Note: this article was also published on Neon Tommy.
Macbeth, written by William Shakespeare; produced by A Noise Within: seen March 15, 2014.
Scotland has had quite the bloody history: clan fights, kings constantly rising to power only to be replaced quickly, and of course being under the rule of the United Kingdom (which, considering the referendum on Scotland’s independence scheduled for this September, makes this even more relevant). This history is one of the many themes noted in the production of William Shakespeare’s Macbeth at A Noise Within.
The show opens with a bang — somewhat literally: after the cast gathers, wearing robes to hint at the druidic influences of the play and the country, there is a bit of a battle, helped along with the firing of a starter pistol. Hanging from the ceiling is something in a bag: we don’t quite know what is in it, but after said battle, the three witches (Amin El Gamal, Thom Rivera and Jeremy Rabb) cut it down, and use it with the opening dialogue as a sort of invocation — sending the show down the well-known story of power, ambition, and prophecy.
The fast-paced play rolls from action to action: from the prophecy of the three witches that Macbeth (Elijah Alexander) will be Thane of Cawdor and then King of Scotland, to Macbeth’s sharing of said prophecy with his wife (Jules Willcox), to the murder of King Duncan (Matt Orduña) by Macbeth, to the ever-growing body count as Macbeth keeps trying to hold on to his power and keep the conspiracy going, there’s barely a moment to breathe. The few times the show does take a moment means the silence is effectively used, giving much more meaning to the scene.
Alexander’s acting, while decent, ends up being very even throughout the play. He plays Macbeth the same after hearing of Lady Macbeth’s death as when he is plotting the death of Banquo. When he gives the monologue about Lady Macbeth (“out, out, brief candle!”), he has very little emotion in his voice. If it’s intentional to show how far he’s gone, it doesn’t come across very well. In fact, it’s actually very difficult to see either his or Willcox’s portrayal as descending into madness as the plot gets thicker, and therefore Willcox’s final scene (the hand cleaning) comes a bit out of nowhere for her character.

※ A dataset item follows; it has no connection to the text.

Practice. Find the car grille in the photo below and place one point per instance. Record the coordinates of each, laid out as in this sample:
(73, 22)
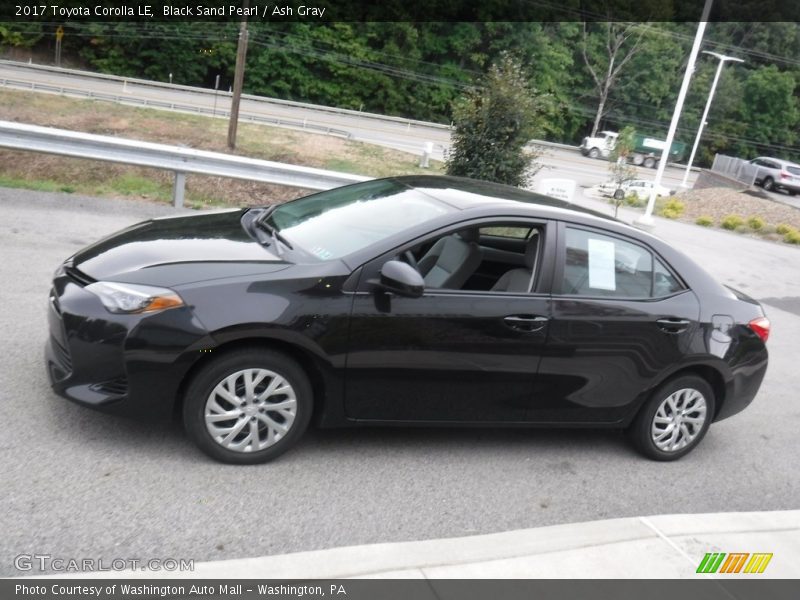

Director Larry Carpenter makes some unusual choices. The first is having the witches played by men, and having them functon more like that of a Greek chorus. While the Greek chorus is a great idea, it’s a little unclear why — in a media landscape where females are vastly under-represented — Carpenter decided to take away three of the most powerful female characters in Shakespeare’s lexicon and give them to men.
In addition, Carpenter has Lady Macbeth as suffering from postpartum depression, having lost a child. The essay “Shakespeare’s ‘Macbeth’ and the Nature of Evil” in the program covers this concept, and while it was a fascinating interpretation, I’m not quite sure it works. It adds another theme, having the play be all about parenthood and children, about the necessary aspect of having an heir for royalty as well as the desire to be somewhat immortal by having a child. While an intriguing idea, it ends up being one theme too many and ends up muddling the play.
As the play wraps up — Macbeth has been beheaded, and Malcom is crowned the new king — Macbeth’s head is brought forward, in a bag. And as we see them string the bag up, the witches start to chant the opening scene again, bringing the play full-circle and showing that the cycle of violence is just another step in Scotland’s bloody history. “Macbeth” ends up being just another history lesson.